For all the time I have been in politics I have received very little support from Cameroonians in terms of material support. For the whole presidential election, all the money anybody gave me here in Cameroon amounted to almost one hundred thousand Francs-as presidential candidate. So when people say you have the dynamics to lead in politics, they are paying lip-service; If they give you the means to do that ,of course you would do it but they do all the talking, but very little ,practically.

Now, Can I do politics as an advocate –general of the Supreme Court?

I am well aware that I have two impediments: One is the issue of neutrality. In fact, I prefer impartiality.
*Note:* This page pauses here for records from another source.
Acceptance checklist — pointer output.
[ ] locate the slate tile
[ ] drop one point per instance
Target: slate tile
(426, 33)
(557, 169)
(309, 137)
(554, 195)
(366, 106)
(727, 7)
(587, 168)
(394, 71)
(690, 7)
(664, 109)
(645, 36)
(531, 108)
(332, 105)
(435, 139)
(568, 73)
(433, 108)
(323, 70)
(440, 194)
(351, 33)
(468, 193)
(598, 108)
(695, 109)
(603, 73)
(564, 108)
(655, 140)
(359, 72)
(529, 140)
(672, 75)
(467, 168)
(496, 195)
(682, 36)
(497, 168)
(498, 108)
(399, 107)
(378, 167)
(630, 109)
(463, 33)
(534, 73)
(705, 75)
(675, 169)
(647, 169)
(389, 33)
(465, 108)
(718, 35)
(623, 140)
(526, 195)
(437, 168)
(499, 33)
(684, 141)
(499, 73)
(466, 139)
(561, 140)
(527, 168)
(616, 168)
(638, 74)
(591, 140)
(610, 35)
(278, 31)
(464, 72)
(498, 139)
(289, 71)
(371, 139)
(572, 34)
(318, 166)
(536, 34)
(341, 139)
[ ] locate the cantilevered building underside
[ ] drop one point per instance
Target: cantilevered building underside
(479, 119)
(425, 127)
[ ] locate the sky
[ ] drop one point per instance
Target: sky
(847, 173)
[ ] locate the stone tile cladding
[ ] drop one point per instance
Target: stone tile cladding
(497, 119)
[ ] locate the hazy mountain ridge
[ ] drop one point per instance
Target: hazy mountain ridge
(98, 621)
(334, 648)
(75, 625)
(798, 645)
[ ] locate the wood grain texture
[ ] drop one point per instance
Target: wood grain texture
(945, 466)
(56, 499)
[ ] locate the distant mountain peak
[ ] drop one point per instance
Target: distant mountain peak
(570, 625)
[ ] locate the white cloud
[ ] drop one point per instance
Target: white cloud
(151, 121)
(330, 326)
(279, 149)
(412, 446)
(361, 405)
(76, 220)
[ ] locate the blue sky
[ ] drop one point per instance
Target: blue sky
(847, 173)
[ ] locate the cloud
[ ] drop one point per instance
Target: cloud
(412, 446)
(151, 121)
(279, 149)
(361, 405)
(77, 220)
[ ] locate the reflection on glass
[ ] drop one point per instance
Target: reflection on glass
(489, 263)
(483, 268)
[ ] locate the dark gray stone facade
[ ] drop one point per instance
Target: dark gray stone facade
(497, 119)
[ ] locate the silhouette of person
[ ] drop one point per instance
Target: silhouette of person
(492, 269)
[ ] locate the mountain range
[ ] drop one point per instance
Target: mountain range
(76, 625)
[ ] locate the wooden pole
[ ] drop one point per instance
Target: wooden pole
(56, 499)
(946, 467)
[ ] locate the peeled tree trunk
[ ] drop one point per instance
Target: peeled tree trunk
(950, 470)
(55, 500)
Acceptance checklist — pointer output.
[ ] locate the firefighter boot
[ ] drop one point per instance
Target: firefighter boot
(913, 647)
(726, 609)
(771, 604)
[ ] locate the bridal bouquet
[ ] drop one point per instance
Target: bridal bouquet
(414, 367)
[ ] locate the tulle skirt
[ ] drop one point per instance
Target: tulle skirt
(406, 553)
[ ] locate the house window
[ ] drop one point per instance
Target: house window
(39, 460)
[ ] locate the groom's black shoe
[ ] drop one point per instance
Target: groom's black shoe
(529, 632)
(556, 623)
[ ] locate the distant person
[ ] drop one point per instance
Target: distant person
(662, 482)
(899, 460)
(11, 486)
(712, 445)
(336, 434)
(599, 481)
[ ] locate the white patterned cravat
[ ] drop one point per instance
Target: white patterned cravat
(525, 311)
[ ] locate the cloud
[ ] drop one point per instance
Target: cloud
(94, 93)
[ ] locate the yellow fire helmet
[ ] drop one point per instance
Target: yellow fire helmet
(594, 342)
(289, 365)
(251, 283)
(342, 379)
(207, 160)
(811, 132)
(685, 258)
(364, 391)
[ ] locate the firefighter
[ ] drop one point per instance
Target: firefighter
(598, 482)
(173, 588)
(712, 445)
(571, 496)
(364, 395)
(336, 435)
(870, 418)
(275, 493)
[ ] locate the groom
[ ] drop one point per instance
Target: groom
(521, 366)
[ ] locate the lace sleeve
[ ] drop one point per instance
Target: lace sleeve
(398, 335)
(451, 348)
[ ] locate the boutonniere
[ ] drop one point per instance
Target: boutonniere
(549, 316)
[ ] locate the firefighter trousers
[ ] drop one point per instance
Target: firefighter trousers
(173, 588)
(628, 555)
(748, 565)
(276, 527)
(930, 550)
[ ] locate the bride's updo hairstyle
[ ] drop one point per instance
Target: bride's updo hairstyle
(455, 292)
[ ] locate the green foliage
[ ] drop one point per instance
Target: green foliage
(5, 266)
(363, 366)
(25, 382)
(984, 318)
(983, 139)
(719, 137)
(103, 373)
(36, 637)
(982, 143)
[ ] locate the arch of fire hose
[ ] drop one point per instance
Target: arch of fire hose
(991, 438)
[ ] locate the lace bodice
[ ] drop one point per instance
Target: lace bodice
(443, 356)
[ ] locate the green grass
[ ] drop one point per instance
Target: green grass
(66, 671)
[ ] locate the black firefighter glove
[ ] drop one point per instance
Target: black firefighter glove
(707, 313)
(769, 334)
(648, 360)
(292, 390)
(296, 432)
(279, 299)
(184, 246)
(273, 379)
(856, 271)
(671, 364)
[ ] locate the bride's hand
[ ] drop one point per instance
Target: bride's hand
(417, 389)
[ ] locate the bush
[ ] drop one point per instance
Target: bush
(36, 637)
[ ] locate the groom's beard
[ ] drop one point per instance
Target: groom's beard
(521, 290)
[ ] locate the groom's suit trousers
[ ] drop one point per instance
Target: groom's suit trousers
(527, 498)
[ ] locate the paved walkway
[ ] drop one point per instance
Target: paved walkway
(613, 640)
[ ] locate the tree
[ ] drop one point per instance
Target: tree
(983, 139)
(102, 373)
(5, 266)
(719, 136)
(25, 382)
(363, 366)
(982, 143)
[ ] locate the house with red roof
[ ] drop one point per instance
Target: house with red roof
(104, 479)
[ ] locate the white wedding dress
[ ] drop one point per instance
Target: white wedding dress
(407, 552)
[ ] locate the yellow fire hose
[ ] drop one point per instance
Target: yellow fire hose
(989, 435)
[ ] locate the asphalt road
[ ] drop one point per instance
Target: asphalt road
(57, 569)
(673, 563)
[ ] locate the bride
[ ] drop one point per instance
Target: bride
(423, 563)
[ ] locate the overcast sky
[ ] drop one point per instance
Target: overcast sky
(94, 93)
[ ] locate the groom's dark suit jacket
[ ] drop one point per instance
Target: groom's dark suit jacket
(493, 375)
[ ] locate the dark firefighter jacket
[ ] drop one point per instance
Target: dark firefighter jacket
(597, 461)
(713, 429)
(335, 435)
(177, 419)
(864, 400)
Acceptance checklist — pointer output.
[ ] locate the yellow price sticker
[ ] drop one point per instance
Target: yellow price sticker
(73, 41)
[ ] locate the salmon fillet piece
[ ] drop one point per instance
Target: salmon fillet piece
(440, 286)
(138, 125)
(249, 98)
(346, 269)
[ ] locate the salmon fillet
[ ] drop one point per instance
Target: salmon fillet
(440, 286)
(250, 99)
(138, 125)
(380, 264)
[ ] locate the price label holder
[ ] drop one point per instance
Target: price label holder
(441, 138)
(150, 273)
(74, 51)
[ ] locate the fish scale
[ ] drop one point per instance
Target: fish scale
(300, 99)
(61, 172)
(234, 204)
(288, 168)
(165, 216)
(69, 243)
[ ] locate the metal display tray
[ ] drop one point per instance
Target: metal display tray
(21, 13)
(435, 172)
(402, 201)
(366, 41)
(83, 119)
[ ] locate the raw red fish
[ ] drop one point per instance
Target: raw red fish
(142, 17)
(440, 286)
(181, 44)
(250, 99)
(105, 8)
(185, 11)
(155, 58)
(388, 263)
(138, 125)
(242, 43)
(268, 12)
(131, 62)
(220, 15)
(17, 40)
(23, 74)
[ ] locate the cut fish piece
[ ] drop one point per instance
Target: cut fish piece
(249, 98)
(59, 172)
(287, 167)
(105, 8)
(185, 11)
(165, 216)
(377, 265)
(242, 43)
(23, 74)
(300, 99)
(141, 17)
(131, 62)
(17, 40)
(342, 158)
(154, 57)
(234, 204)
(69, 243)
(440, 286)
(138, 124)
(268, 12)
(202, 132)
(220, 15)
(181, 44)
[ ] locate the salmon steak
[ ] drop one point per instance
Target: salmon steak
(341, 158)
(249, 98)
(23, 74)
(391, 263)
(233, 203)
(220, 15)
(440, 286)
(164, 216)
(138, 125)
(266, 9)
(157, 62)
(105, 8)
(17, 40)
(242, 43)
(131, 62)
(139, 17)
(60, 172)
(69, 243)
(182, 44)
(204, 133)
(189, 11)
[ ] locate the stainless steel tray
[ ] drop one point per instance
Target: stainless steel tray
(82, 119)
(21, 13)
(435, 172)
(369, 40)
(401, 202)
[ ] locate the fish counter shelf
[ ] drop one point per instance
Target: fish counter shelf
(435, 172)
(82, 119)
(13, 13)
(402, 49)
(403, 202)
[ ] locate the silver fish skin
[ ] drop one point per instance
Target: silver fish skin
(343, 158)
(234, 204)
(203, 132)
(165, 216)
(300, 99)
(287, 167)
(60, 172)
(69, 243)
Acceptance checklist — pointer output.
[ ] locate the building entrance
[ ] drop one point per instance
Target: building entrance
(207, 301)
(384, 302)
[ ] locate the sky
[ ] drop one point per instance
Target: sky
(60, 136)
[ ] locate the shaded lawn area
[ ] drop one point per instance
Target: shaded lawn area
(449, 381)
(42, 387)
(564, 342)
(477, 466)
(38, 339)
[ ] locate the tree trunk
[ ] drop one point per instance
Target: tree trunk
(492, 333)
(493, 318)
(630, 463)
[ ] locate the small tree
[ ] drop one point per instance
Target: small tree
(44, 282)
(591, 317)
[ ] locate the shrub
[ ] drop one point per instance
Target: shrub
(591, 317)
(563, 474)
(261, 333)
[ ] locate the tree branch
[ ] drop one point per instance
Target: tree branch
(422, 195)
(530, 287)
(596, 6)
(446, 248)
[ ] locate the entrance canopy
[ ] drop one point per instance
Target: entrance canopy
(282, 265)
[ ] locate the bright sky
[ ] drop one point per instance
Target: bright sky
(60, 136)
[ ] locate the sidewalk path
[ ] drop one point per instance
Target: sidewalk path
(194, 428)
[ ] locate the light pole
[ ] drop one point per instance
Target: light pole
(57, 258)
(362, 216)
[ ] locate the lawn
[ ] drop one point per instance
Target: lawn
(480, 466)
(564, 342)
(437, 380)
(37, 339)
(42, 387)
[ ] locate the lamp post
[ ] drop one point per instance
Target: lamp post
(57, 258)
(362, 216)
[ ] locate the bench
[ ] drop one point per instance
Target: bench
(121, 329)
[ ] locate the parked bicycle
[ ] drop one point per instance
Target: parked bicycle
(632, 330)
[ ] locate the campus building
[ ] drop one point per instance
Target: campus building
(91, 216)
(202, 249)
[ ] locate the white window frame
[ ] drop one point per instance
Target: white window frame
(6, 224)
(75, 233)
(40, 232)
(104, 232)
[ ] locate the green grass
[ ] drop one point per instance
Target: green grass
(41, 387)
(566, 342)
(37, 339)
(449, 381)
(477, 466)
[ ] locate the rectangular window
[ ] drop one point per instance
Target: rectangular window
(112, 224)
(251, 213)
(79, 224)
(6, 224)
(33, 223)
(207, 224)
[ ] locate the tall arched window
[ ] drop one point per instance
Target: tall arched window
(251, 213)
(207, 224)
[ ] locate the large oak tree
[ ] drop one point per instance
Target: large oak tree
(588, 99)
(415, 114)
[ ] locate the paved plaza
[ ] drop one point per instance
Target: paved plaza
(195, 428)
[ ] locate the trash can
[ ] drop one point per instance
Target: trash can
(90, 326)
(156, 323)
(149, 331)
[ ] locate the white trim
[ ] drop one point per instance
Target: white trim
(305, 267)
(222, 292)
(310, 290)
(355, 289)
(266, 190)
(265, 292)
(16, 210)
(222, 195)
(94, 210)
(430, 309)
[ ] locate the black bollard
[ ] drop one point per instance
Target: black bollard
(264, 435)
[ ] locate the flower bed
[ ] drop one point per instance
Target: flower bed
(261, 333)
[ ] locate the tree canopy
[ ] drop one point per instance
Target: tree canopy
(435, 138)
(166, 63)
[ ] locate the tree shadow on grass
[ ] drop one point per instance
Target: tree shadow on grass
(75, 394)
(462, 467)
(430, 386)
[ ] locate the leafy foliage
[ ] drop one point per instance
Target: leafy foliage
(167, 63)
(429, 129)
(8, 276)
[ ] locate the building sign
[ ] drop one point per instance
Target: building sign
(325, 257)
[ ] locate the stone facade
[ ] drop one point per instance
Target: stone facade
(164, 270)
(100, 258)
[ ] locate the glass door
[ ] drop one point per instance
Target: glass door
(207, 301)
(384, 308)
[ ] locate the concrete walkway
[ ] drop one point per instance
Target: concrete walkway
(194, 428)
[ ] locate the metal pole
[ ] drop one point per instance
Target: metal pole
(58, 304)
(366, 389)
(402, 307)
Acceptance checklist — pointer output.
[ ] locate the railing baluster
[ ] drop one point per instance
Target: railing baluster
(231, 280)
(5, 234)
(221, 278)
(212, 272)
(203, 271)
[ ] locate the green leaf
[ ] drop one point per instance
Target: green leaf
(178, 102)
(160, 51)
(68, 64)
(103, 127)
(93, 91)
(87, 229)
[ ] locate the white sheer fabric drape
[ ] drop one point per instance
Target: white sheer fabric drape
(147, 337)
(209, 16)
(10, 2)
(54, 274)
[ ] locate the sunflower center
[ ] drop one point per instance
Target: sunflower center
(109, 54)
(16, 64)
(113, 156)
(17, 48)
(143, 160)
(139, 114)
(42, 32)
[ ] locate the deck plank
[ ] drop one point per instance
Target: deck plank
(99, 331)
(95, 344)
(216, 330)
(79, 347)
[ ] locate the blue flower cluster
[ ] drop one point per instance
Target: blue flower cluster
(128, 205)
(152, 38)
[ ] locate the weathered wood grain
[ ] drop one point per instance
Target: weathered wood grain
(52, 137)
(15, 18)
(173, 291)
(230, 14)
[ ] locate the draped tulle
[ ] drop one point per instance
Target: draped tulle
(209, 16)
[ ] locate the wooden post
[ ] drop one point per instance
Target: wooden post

And then, you must be reserved. Reserved in the sense that if a matter crops up and you have expressed an opinion about the matter and if it eventually comes before you, you must decline jurisdiction. So there you have those two impediments. But as much as I have read in the law in this country, only people in uniform and who carry guns, and administrators are barred from practicing politics while they are civil servants. I have not seen anything that precludes a magistrate from doing politics.

Again, as a member of the Legal Department, as a legal officer, you don’t take final decisions. You submit, the person who takes the final decision is the person presiding. Again, you have the possibility of self-recusal (a legal jargon), that is you say that ‘I have an interest and so I cannot hear it, I cannot prosecute it or I cannot represent the state with regards of the matter’. So, those possibilities are there.Everyhting put together as I have explained, there is nothing that bars a magistrate of the Legal Department from practicing politics.

Would you not consider giving up the position of Secretary-General of People’s Action Party (PAP) so that you concentrate better on your career for now?

I will think about that. But for the time being I cannot give an outright answer .People at times look at political parties in Cameroon in terms of individuals. A political party is a group of people; so one person, perhaps, not leading does not mean that it is the end of the party. I agree entirely that in respect of PAP a good many people came forward and joined because they knew me and bought my ideas. But now that I have reduced the ideas into writing, they are there to guide the rest of the people just in case I decide to step aside

I was forced to step into politics and perhaps I have some satisfaction that, I answered my people’s call. I have just come back form Akwaya.Today I can drive to Akwaya, without passing through Nigeria; today,Akwaya is connected to the rest of the world by telephone network; they are working on the water supply which we built ourselves between 1969 and 1971.I think what Akwaya town lacks at the moment is just electricity. So I left Akwaya high up there from the ground. At that time I was alone, but today Akwaya has a senator and an MP.Together, they should be able to carry on from where I left.

Let me take you back to your salary situation. For some 15 months ago you went without your monthly salary and the people who want you to lead in the political domain, I mean your supporters (apart from your family) did not come to your assistance. What is your salary situation now?

In fact, this is the sixteenth month without a salary; It is true that I received nothing from anybody except from my family relations. The situation now may change because as I said my promotion was backdated to 2012, which is to say that I should be expecting some arrears. So we are looking forward to a better tomorrow. At the moment, the situation has not changed where I was in the last 15 months.